I have had Jazz petrol CVT, WMBO has one currently, I have had a Hybrid HR-V and am currently driving a CR-V hybrid. I have also driven Crosstar and MkIV Jazz.
My comments are.
Petrol Jazz is gutless.. Pulling out of a side road into fast moving traffic is dicing with death unless you wait for a HUGE gap. Your Ma may also find the noise of the CVT under heavy acceleration is rather annoying. It doesn't worry me or SWMBO.
The Crosstar is a cracking small car. Boot is not very big. Acceleration with the electric assistance is superb and without too much trouble on a long town drive you can get 60-70mpg. excellent road holding.
HR-V e:HEV is also a cracking car. Bigger boot, again zoomy acceleration and similar consumption.
I did find i a bit noisy (road & wind), road holding excellent. I only got rid of mine as I am 6ft and 17 stone waiting for a new left knee, and I found it increasingly difficult to get in and out.
MPG almost as good as the Crosstar.
CR-V e:HEV my current wheels. The most comfortable of the three, even quicker acceleration (2.0L engine) . MPG not as good 30-40 sometimes up to 70(rarely) mpg round town, 55mpg on fast cross country run. overall average 44mpg.
There are loads of CR-V e:HEVs on Autotrader. starting under £19K have look here
https://www.autotrader.co.uk/car-search?sort=relevance&postcode=bh148rt&radius=1500&make=Honda&model=CR-V&include-delivery-option=on&price-to=25000&fuel-type=Petrol%20HybridIt is quite a big car, but if your Ma is a confident driver and can cope with the size GO FOR IT!
The insurance group is 24 whereas the HR-V is a shocking 31-34.

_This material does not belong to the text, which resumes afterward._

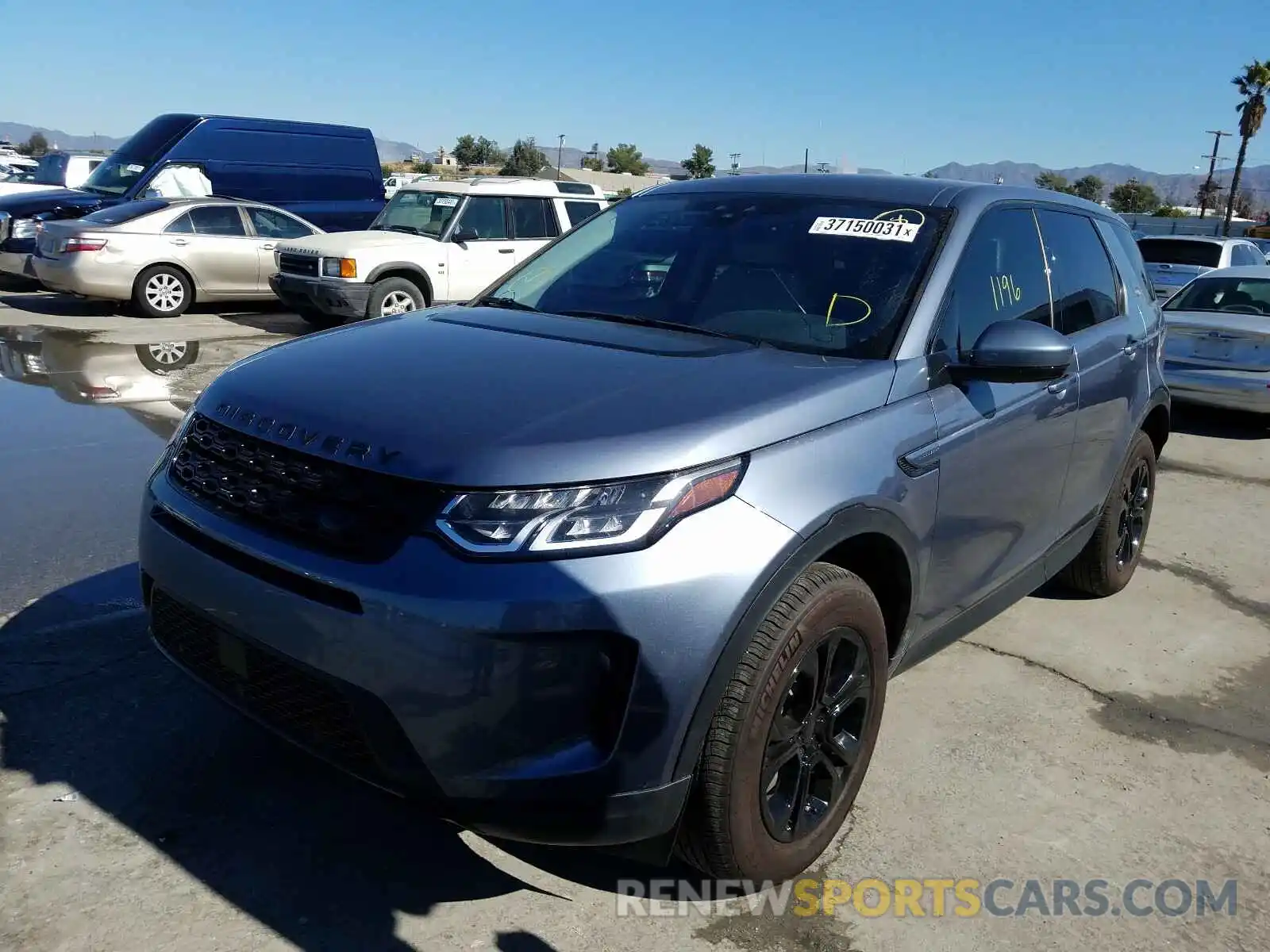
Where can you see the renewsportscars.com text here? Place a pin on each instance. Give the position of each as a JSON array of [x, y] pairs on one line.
[[935, 898]]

Honda call the Hybrid transmissions e:CVT which is very confusing. There is NO GEARBOX as such in the system. Obviously the electric motor has to be geared down to road wheel speed. The petrol engine is designed to run at it's 'sweetspot' as much as possible. It will run up to it's max revs if needed.

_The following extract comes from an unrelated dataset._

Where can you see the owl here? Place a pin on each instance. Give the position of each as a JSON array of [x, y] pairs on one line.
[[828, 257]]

The difference is that over about 50mph (in all of them) the ICE will fire up and the system has a locking pawl that locks the ICE into the driven wheels. In slower running the E motor will come on and off as will the ICE depending on the traction battery state of charge. Have a look at the video above for the technical description of the e:HEV drive.